Sean Finan was a spy for the US Army’s Defense Intelligence Agency, but that’s all he can tell me about it. The longtime VLACS adjunct social studies instructor knows a thing or two about the subjects he teaches, especially when it comes to national security, criminal justice, world history and military careers.

In his storied 20-year military career, he served for four years on the German border as a Tank Company Commander, among other jobs, at the height of the Cold War, leaving three months before the Berlin Wall came down. “I led border missions,” he says. “We were the reaction force in case the Soviets came across.” His service led him all over the country and the world.

He tells me why he joined in the first place. “This will sound corny,” he says, “but when I was 13, my mom had twins--a boy and a girl. I wanted to stand against communism and make sure they grew up free. It was the mid ‘70's and the Cold War was in full swing.”

That philosophy not only informed his military life, but his teaching career, too.

“I’ve been teaching since I was 14 years old,” he says. “I taught swimming lessons, then life saving. I did that through my years at Norwich University until I went to the Army.”

After his service overseas, he taught at the United States Army Armor School in Fort Knox, Kentucky and then served as the school’s Operations Officer. When he retired, he began substitute teaching while earning his teaching certification from Franklin Pierce University. While searching for a teaching job, he took a position training teachers and cadre for the National Guard Youth Challenge Program

“It's a boot camp for at-risk kids,” he explains.“A last stop for kids who weren’t making it anywhere else.” Sean used his extensive military knowledge to train the teachers. 

“I would train the teachers because they were teaching in a military environment and I understand that environment,” he says.  “Kids marched to their classrooms — if anyone spoke up, there was a drill sergeant waiting for them. Everyone lived in barracks.”

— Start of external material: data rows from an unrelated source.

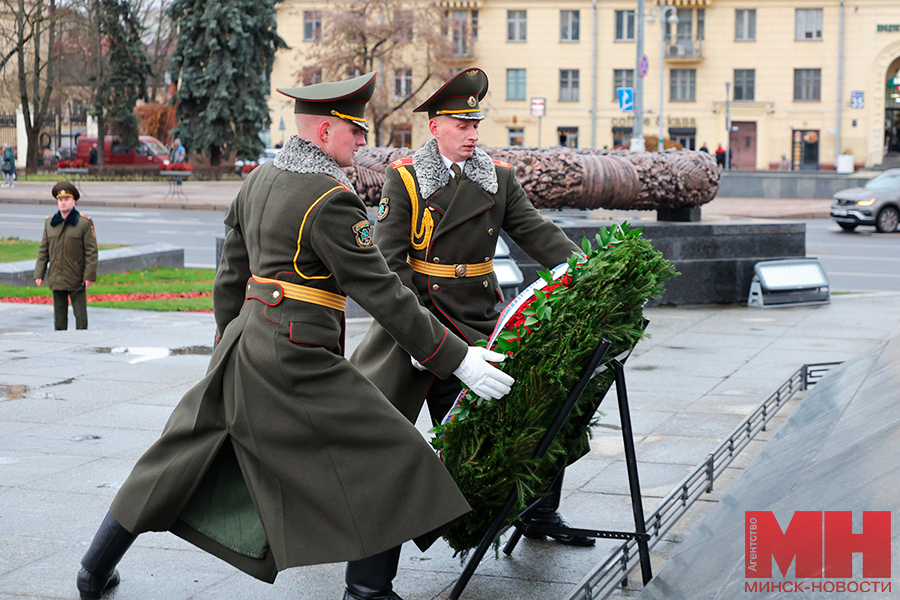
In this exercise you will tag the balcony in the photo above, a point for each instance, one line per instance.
(685, 50)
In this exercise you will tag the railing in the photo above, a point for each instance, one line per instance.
(609, 575)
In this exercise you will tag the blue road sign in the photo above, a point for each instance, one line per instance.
(626, 99)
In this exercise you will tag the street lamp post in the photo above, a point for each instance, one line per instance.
(667, 14)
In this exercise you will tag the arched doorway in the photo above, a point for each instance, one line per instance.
(892, 110)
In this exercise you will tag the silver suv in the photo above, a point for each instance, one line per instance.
(878, 204)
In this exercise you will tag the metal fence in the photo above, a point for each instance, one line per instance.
(611, 573)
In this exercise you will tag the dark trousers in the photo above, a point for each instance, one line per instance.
(61, 309)
(441, 397)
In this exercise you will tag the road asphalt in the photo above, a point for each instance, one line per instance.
(77, 408)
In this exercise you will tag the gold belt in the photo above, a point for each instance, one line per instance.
(299, 292)
(450, 271)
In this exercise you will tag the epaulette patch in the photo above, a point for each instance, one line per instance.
(402, 162)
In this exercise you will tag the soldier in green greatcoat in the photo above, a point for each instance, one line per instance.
(440, 215)
(69, 247)
(284, 454)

His experiences as a graduate of three military schools helped. Sean graduated from the Combined Arms Service and Staff School and the Command and General Staff College, in Fort Leavenworth, Kansas, and the US Naval War College in Newport, Rhode Island.

During this time, Sean also heard about VLACS. “In the military, we were used to remote learning and new technology,” he says. “One of my frustrations with public education was that it was not taking advantage of new technologies or evolving with the times. Then I saw an ad for VLACS.” He recalls his first courses in 2009. “We were still writing all of our own welcome emails,” he laughs.

Sean started teaching global studies and eventually added economics, Western civilization and US history. “Then VLACS started offering things that related to my background,” he says, “like careers in the military, criminal justice and national security, which I got my master’s in.”

He loves all the flexibility that VLACS offers students. “Think about it,” he says, “you talk more one on one with students here more than anywhere else. I like the one-on-one with the kids. They open up more when they don’t have other students present. I love to talk with them, not at them.” He also appreciates the increased parent contact that VLACS allows. 

Students open up even more when they feel like they can speak their minds.

“My classroom is a free speech zone,” he says. “The classroom should be a place where students can voice their opinion without fear about being ridiculed or treated differently.”

He says a lot of his students take great relief in feeling that they can do just that. “The concept of free speech is a big part of every one of my courses.”

Sean often plays devil’s advocate. “The second amendment comes up a lot, as does national security. I ask students why they’re for and against things. I tell them, ‘logic and reason,’ that’s all you need.”

He does not share his political views. “I don’t tell them anything about my views on politics -- it’s not my place -- but my students say that I reveal my politics when I let them voice their opinion. I push them on that. Ethics is a major part of all my courses, too, and we talk a lot about how people view right and wrong differently.”

Sean credits his success with working with VLACS students to his experience teaching kids to swim, his military career, and education. He’s disciplined, but compassionate. “You can be tough without being mean, as long as you are fair and consistent”.

He acknowledges that he has a reputation as a “hardliner” with kids. He tells me about a 20-year old student who needed to complete a course to graduate.

“All he needed to do was finish his exams. He’d schedule them and not show up. Repeatedly. He was teachable, though. I was tough on him, sent him emails, called him. He finished.”

Sean says, “Every situation where I’ve been tough on a student like that has ended with a great relationship. I’m still in touch with that student and many others like him.”

When Sean isn’t pushing his students to do better, he’s pushing himself. I ask him what he enjoys doing outside of VLACS. 

“Home improvement projects!” he says. “I had to put the paintbrushes down before I talked to you,” he laughs.

He likes doing all of it, he says, having completely gutted and re-finishing his camp on Lovell Lake among other massive overhauls. “The electrical, the plumbing, painting--walls and pictures-- all of it. I love all of it. I also spend time oil painting, drawing, and doing other forms of art.” 

That’s not all though.

In addition to being a veteran, an outstanding and compassionate VLACS teacher, a master home renovator and an artist, he also has his license to make alternative fuel. He’s legally allowed to distill and then denature alcohol.

That’s right: Sean Finan, VLACS Social Studies teacher extraordinaire, has tricks up his sleeve. Must’ve been all that spy work.